Şaylan Yılmaz dört duvar arasında zor oturan biridir 🙂 Başının üzerinde gökyüzü, yüzünde rüzgar, burnunda deniz ya da orman kokusu olmadı mı buralara varmak için elinden geleni yapan biridir. Çünkü çocukluğum adımımı attım mı doğayla kucaklaştığım köyde geçti. Ailem çiftçi. Ağaç tepelerinde uyuyarak, komşunun kuzularını biberonla besleyerek büyüdüm.

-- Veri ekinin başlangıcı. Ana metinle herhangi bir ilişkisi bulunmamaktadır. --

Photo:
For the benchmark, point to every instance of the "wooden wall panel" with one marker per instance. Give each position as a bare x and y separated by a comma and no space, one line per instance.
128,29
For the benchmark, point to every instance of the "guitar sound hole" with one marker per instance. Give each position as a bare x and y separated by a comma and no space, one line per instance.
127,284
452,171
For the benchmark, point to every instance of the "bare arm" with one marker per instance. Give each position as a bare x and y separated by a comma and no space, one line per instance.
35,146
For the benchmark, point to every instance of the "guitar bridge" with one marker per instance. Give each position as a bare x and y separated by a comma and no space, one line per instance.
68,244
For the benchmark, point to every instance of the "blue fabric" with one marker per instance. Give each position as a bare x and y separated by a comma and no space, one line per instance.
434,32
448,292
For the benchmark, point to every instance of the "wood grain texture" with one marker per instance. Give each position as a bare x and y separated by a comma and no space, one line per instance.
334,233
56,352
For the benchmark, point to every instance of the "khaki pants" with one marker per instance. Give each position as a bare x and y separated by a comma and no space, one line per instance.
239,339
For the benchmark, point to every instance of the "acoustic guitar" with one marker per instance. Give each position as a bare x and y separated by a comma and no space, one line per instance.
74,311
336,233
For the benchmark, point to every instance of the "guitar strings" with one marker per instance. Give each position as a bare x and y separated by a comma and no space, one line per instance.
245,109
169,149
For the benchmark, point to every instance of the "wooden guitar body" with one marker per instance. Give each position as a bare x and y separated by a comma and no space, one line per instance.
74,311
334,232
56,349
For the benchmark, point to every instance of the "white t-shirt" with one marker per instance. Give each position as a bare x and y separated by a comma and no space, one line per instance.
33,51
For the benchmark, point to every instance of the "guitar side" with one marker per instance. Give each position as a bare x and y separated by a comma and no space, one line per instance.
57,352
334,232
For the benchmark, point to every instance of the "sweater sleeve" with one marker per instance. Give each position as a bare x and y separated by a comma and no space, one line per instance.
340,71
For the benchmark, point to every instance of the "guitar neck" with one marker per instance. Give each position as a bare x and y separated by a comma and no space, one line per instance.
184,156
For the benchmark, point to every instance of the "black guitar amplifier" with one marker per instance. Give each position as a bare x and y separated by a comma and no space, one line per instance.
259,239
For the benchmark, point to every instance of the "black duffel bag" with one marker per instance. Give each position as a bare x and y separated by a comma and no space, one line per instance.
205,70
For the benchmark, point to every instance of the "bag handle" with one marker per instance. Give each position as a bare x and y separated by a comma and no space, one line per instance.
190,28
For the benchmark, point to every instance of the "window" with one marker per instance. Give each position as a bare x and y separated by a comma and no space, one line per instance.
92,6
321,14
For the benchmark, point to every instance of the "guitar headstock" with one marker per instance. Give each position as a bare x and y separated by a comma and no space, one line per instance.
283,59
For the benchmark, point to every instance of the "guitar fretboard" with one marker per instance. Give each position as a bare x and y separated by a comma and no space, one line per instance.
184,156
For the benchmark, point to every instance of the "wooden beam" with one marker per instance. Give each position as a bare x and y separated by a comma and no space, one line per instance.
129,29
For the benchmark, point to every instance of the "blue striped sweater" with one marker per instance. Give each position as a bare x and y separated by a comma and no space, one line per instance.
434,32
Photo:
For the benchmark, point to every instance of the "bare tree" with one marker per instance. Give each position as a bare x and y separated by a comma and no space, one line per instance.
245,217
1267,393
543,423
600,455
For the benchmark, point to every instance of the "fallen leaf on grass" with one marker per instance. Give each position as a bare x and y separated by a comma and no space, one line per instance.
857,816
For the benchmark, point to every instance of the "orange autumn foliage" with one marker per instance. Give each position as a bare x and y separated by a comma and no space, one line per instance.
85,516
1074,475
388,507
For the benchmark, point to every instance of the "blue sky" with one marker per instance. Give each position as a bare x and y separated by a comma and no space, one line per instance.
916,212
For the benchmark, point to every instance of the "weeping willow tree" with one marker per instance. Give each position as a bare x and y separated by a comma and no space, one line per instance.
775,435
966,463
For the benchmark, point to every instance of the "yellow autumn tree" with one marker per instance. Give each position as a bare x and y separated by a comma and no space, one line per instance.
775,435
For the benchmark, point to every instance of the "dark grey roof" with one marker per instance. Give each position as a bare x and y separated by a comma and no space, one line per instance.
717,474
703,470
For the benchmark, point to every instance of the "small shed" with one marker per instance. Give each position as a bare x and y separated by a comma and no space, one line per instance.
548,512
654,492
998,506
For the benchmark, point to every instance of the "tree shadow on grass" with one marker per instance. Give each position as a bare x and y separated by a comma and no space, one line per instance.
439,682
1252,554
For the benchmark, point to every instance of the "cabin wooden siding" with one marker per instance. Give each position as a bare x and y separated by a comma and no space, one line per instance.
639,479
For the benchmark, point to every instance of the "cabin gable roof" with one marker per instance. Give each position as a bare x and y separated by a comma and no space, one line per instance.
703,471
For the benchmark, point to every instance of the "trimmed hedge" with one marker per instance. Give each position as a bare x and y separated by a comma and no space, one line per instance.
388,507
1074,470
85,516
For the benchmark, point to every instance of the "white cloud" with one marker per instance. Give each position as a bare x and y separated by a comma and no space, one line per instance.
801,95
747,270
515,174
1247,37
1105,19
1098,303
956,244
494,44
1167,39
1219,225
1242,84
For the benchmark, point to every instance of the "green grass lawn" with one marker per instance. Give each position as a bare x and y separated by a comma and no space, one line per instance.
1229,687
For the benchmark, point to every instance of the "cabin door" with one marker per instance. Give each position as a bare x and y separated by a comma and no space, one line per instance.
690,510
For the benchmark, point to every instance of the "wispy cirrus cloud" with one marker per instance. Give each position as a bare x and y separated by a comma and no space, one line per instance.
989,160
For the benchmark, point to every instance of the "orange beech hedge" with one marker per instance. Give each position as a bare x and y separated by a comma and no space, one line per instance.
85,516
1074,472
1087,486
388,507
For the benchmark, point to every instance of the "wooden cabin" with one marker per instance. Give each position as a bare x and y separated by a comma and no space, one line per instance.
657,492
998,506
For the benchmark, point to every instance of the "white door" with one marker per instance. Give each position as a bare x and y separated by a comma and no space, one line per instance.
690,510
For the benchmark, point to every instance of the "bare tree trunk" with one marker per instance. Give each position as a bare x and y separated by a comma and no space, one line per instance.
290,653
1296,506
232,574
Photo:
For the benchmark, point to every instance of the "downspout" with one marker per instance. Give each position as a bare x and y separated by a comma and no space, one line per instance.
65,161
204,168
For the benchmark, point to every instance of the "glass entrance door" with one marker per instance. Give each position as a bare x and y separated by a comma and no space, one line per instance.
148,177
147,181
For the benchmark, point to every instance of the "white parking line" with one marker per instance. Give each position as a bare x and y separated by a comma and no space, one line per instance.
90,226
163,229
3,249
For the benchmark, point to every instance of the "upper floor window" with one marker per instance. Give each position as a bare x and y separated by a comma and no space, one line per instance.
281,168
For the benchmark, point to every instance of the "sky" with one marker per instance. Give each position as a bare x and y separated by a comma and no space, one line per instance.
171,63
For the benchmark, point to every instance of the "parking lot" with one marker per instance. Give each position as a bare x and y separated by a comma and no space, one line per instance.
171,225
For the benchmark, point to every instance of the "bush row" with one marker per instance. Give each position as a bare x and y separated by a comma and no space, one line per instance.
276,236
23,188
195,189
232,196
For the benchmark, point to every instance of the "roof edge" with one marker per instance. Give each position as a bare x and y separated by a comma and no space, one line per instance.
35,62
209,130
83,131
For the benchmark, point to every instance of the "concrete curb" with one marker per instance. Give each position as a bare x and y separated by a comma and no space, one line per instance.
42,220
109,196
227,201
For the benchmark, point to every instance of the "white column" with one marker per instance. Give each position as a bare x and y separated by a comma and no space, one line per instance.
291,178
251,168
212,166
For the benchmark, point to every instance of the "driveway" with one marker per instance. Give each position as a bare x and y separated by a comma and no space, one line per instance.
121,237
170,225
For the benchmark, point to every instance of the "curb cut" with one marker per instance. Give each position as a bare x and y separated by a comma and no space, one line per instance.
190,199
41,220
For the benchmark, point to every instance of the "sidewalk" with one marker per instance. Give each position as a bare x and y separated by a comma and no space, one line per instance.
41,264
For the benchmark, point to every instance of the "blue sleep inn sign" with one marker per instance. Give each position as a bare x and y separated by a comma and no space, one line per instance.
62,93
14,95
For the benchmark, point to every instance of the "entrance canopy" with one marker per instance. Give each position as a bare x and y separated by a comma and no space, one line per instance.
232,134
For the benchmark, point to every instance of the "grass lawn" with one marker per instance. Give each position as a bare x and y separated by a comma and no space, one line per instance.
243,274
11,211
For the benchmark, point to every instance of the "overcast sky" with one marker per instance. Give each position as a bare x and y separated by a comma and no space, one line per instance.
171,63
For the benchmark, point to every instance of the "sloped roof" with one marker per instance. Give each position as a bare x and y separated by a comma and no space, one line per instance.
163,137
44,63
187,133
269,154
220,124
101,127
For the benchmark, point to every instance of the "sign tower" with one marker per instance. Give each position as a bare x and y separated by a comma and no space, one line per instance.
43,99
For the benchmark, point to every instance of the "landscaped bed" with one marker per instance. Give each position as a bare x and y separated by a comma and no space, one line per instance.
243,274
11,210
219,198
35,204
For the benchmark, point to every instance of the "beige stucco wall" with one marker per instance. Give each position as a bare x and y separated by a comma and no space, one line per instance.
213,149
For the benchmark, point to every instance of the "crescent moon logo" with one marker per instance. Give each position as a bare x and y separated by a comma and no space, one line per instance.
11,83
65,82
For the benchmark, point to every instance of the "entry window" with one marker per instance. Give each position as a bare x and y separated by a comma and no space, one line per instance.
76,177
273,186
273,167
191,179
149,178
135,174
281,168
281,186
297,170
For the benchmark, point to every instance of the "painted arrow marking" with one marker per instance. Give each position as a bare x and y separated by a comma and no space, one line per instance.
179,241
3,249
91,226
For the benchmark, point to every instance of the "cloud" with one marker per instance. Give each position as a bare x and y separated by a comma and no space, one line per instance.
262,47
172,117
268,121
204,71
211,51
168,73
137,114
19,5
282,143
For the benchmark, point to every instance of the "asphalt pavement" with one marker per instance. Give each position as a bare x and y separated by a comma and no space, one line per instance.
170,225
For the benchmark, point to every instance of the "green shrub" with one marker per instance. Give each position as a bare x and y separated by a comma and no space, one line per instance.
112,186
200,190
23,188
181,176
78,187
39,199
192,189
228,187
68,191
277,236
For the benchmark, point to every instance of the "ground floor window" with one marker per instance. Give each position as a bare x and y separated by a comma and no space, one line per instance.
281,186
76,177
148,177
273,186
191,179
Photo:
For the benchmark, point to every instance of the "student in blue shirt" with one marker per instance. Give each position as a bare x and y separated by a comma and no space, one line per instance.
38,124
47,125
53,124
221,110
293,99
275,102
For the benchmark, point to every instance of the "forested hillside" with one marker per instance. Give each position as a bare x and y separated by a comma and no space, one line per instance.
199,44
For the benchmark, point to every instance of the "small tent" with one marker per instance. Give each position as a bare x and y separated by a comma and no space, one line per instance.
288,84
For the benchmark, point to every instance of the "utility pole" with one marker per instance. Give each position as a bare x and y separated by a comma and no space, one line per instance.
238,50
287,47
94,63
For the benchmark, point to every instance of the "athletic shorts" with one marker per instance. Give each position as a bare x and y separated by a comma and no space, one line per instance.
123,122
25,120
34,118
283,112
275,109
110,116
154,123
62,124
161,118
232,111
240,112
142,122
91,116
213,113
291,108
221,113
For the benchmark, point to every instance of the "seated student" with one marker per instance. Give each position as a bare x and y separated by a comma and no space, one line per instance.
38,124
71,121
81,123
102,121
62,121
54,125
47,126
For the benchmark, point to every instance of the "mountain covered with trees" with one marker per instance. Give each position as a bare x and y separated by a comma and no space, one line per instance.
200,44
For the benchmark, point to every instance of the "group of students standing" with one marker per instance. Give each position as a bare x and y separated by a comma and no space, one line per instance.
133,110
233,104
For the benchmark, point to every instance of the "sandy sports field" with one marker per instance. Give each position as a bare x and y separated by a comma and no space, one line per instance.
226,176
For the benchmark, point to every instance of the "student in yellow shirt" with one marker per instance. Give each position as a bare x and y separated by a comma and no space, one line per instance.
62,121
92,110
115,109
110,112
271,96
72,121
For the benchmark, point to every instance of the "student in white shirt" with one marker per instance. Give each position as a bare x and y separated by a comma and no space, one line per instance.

Mizaç herhâlde biraz da… Hareketli bir çocuğum diye ailem biraz büyüyünce jimnastik sporuna başlattı. Sonrasında hayattaki seçimlerim hep doğa ve bedensel hareketin bir arada olduğu, iç gözleme dayalı keyifli bir açık hava yolculuğuna dönüştü. Üniversite dönemimde dalış, dağcılık, paraşüt ve planör girdi hayatıma. Sonrasında yoga ve farkındalık hem hayatım hem mesleğim oldu. Yaşım ilerledikçe ekstrem sporlar yerine doğayı daha dingin bir biçimde dinleyebildiğim doğa yürüyüşlerine yöneldim. Truva’dan Assos’a 120km. yürüyecek kadar az extrem bir hale gelmişim 40 senede anca 🙂 Dedim ya biraz da mizaç sanırım.
-‘Athenalar Yürüyor’ projesi kafanızda nasıl canlandı? Ve neden Tanrıça Athena’dan ilham aldınız?
Pandemi döneminde evde durmak yerine arabamla ve çadırımla kuzey Ege’den başlayarak Türkiye sahillerini dolaşmaya niyet ederek yola çıktım hikayenin en başında. Yolculuğunun birinci haftasında Çanakkale’ye vardığımda Troya Müzesi’ni gezerken Troya Kültür Rotası’nın broşürü geçti elime. Hani filmlerde olur ya, birinin başına “rastlantısal” bir iş gelir ve tüm hayat akışı değişir. O an farkında olmasam da işte bana da öyle oldu. Broşürü okuduğunun hemen ertesi günü bir arkadaşımla birlikte rotayı yürümeye başladık. Muhteşem bir yolculuktu gerçekten. Gece çadırda konaklayıp gündüz antik şehirlerin içinden yürüyerek yol aldığımız muazzam keyifli bir kaç gün geçirdik. Rotayı henüz tamamlamamıştık ki arkadaşımın gitmesi gerekti. Ben de tek başıma yürümeye devam ettim. Ancak köylerden birinde sözlü tacize uğradım. Korktum. Güvenliğimden endişe ettim. Ve yürüyüşü durdurma kararı aldım. O güne kadar tüm yolculuğumu paylaştığım gibi bu başına geleni de sosyal medyadan anlattım. İki gün gözyaşları ve öfke içinde oturdum kaldım. Neden ben sadece kadın olduğum için doğada özgürce yaşayamıyorum? Bu soru beni doğaya olan ihtiyacıma uyandırdı. Akabinde bir yazı yayınladım yine sosyal medyada kadınlara hitaben. “Ben tek başıma yürüyemiyorum. Sizden gelen mesajlarda görüyorum ki, istemenize rağmen siz de yürüyemiyorsunuz. Haydi gelin hep birlikte yürüyelim” dedim. Türkiye’nin her yanından mesajlar yağdı bu mesajın üzerine. Doğa ve kampçılık deneyimi olanları telefonda ön görüşmelerle seçip grubumuzu oluştursun. Athenalar Yürüyor bu şekilde doğdu.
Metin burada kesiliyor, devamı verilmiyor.